CMH: I was thinking about the London scene you came up in, back when I would go to The xx shows in the late 00s. And also the current, wild success of Charli xcx, who was such an Indie Cindy in those days. Do you think there was something essentially creative about that peak indie time, from which all these musical styles and careers spun off?
Jamie xx: Looking back, it was very special. I don’t think I quite grasped it then, but it was so exciting to go to, say, The Old Blue Last and see all these bands that are now big bands, or go to Plastic People and hear the music that came from the area that I grew up in. There was fashion around it, but it wasn’t super branded. It was probably one of the last things that can happen like that, where it’s not instantly global. I just feel very lucky to have been part of something like that.
CMH: Looking at In Waves in its totality now, do you feel it’s reflective of all these different versions of you from all these years in between, or does it feel like a mirror reflection of you, right now in this moment?
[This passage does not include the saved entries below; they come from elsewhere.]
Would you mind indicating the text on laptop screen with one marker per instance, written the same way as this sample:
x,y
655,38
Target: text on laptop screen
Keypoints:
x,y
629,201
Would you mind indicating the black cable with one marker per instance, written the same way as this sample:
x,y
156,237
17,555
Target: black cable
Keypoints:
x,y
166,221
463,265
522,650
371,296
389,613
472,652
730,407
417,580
Jamie xx: It’s really both. When I was making In Colour, I was super nostalgic, but for a time that I hadn’t really experienced, because I was touring all the time with The xx; thinking about UK rave culture, just lapping it all up, and making my love letter to it. Since then, there’s been so much dance music that is very nostalgic, to the point of just directly copying these past forms. So I wanted to really sit in the moment, be present, and cut out everything else that was going on. The whole record really feels like this current moment to me, but each track contains portions of the time that I took making it. And I’m not bored of it yet. I’ve been testing it on the road for years now.
My two favourite records in the world are Radiohead’s In Rainbows and The Avalanches’ Since I Left You. The reason being, every time I listen to either, I find something new that I didn’t realise was there before. They’re so dense, but so spacious. That’s what I want this record to be.
In Waves by Jamie xx is out now via Young.